Underutilized Trees for Urban Use: Korean mountainash (Sorbus alnifolia)

By Michelle Sutton, Council Editor

I can think of few trees with the year-round beauty of Korean mountainash (Sorbus alnifolia). It is notable for its delicate and showy white spring flowers, handsome deeply veined summer foliage, yellow to orange fall color, reddish-pink berries in fall and early winter, and elephantine bark in winter (beech-like, but with distinct white markings). Its potential height is 20 to 40 feet and potential width 15 to 25 feet. The cultivar ‘Redbird’ has rosy-red fruits and a more upright form.

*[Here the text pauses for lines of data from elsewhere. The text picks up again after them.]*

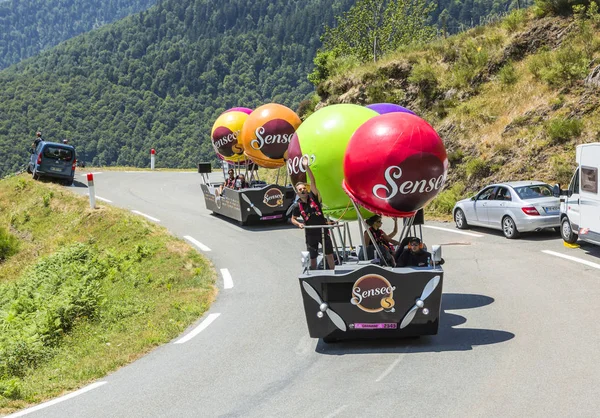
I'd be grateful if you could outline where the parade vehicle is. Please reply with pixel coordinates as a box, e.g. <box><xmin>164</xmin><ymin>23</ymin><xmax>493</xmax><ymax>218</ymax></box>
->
<box><xmin>299</xmin><ymin>212</ymin><xmax>444</xmax><ymax>343</ymax></box>
<box><xmin>198</xmin><ymin>163</ymin><xmax>295</xmax><ymax>225</ymax></box>
<box><xmin>553</xmin><ymin>142</ymin><xmax>600</xmax><ymax>245</ymax></box>
<box><xmin>198</xmin><ymin>103</ymin><xmax>301</xmax><ymax>225</ymax></box>
<box><xmin>288</xmin><ymin>104</ymin><xmax>448</xmax><ymax>343</ymax></box>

Sorbus alnifolia in fall, on Vassar College campus in Poughkeepsie. Photo by Michelle Sutton

Despite its common name, Korean mountainash is a member of the Rose family, and like so many other members of that family tends to bear its flowers and fruit more heavily in alternate years. Birds are attracted to the fruits, which are pomes, botanically speaking. The tree is native to Japan and China as well as Korea. It prefers full sun but can tolerate part shade.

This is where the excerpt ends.